But what you lukin at are lukin, sights, visions, visible things, so the 'moku e moku' rule still holds. They are, to be sure, often more than just that, but these further things are not relevant to their being seen. I think the corporeality of things seen gets in the way of noticing that, as seen, they are like sounds ('kute') and textures ('pilin').
The issue of where to put the references to the language seems to ride a lot on whether we translate 'toki' as "say" or "speak" (at least the arguments seem to go that way). Since the basic meaning is "communicate" and that goes with the 'kepeken' format, that line of chat seems settled (though the adverbial pattern is still possible, if not used for topics).
The "about" preposition (or whatever) still needs consideration, but, in the meantime, the 'ijo [topic]' form works, not only with 'toki', but also 'sitelen', 'kute', 'pilin' and 'sona' (and maybe some others I've forgotten). The adverbial approach is still also possible, I suppose.

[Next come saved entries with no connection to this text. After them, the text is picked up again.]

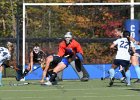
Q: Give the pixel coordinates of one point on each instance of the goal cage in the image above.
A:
(92, 24)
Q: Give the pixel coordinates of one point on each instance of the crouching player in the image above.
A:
(36, 56)
(123, 55)
(5, 56)
(54, 64)
(70, 46)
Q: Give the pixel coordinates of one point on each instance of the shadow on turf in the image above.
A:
(135, 90)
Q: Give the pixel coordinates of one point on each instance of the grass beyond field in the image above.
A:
(70, 90)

As far as I can trace, the history of the 'nanpa' rule seems to be that it was officially 'pi nanpa N' in Pije and early corrections were made to that rule. But these corrections were regularly ignored. Eventually Miss Gadgrind bowed to Norma Loquendi and the corrections stopped being made. Then the parallel with multi-word cardinals came alone as an ex post facto justification for the change, and the corrections -- always, I think, in the form "you don't need 'pi' -- switched sides.
On 'nanpa', the question arises whether "how many?" should be 'nanpa seme' or 'mute seme' (both needing 'pi', by the way). Both seem OK and no difference of meaning has emerged. But I wonder if 'nanpa seme' without 'pi' might mean "which one in order?"